Huffington Post- Citizenship 101

Huffington Post- Citizenship 101

It seems many Americans have lost an understanding of what constitutes “responsible citizenship.” We’re really good at demanding rights, but we don’t seem very interested in taking responsibility for them. Too often self-interest trumps the obligation we share to care for each other and our democracy. 

The result can be disheartening. 

A government that should be the shining beacon of democracy is paralyzed by elected leaders who routinely forgo sound public policy in favor of partisan advantage — yet we keep sending them back to D.C. While 50 million of our neighbors live in poverty we attack the programs they rely on to get by. We look the other way while 22 veterans take their own lives each day. Americans are dying in Afghanistan with scarcely a peep from our elected leaders or the media — yet no one seems bothered by it. In the midst of the Giving Season, Americans assault each other over parking spaces at Wal-Mart. Our youth are so devoid of character they amuse themselves by playing the “Knockout Game”. 

Are Americans really OK with this? Or do we simply need someone willing to hold us to a higher standard? 

For most veterans, service to others and commitment to duty are fundamental parts of our identity. These values are ingrained in us from the moment we take the oath of enlistment. They are what make it possible for someone to ignore his or her survival instinct and willingly run toward the battle. Even when we take off the uniform, the warrior remains. 

I currently serve as a Leadership Fellow for Iraq and Afghanistan Veterans of America (IAVA) a national veteran service organization dedicated to empowering our returning servicemen and women (iava.org). In my hometown, local IAVA members are also modeling the warrior ethos for a nation that can use a healthy dose of it. Through our civic leadership, we’re setting a standard that demands more of our countrymen — and promises to reshape our community. 

What does our brand of citizenship look like? The rights are the same, but we know they come with certain responsibilities. For example: 

Engagement. Responsible citizens understand that democracy only works when its members are engaged and informed. It is essential to a healthy republic. Playing fantasy football won’t make our country a better place. Informed voting will. 

Compassion. Responsible citizenship means recognizing that despite our strengths as a nation, there are fellow citizens who are vulnerable and in need of our help. Compassion does not make us weak. It makes us better Americans and better human beings. 

Sacrifice. It should be a condition of American citizenship that every one of us devotes a measure of our life to public service. Consider it the cost of doing business in the greatest country on Earth. 

Respect. Disagreement doesn’t give us license to attack another’s character. Decency and civility are the hallmarks of respectful behavior. When fellow Americans comply with the above conditions of responsible citizenship, they deserve your respect — whether you agree with them or not. 

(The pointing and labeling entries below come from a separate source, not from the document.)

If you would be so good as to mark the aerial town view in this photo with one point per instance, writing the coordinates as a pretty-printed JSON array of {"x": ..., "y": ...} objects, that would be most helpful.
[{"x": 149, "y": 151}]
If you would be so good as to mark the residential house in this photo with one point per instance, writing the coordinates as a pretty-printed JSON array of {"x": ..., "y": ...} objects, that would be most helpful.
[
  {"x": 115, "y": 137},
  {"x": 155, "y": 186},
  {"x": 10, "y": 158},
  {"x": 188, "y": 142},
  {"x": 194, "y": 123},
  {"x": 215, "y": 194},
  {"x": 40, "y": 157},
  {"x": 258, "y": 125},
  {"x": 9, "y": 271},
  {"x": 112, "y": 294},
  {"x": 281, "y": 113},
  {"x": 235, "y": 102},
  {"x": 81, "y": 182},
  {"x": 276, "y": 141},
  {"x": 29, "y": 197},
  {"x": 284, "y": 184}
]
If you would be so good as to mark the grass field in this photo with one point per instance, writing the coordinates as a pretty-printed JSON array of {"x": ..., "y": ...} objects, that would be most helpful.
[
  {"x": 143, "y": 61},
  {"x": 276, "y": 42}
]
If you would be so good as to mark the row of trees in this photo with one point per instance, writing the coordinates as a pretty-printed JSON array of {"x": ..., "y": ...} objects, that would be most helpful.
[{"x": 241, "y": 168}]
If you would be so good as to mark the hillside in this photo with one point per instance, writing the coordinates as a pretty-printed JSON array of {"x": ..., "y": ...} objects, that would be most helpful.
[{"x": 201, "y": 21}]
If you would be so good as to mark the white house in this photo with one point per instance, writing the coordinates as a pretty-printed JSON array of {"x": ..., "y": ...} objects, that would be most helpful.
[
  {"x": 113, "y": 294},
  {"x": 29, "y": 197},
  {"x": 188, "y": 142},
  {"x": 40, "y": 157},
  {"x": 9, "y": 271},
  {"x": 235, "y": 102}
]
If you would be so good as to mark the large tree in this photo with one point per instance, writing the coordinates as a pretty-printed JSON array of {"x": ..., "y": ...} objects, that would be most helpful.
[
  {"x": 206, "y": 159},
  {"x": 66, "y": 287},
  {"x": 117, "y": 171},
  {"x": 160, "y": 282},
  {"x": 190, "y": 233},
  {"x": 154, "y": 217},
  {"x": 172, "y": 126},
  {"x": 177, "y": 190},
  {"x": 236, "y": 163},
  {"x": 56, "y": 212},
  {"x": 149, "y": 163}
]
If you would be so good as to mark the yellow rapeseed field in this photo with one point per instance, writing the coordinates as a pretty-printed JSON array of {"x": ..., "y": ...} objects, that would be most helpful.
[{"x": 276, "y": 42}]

Accepting these responsibilities will bind our nation together. Simply exercising our rights is driving us apart. 

This is not a revolutionary idea. Patriotic Americans throughout history have embraced their civic duty and willingly sacrificed for the good of the nation. But previous generations had a social contract that included both rights and responsibilities. This common understanding of citizenship was a logical outgrowth of a population full of veterans. We don’t have that today. Instead, a tiny sliver of America has assumed responsibility for everyone else. 

This needs to change. The New Greatest Generation of veterans is leading the way. But we all have a part to play. 

Citizenship is a gift and a sacred trust. When we uphold the covenant between ourselves and our country, we keep faith with the generations that came before and set the standard for those that will follow. A real patriot understands and accepts this responsibility. Not as a burden to bear — as an honor. That is Citizenship 101.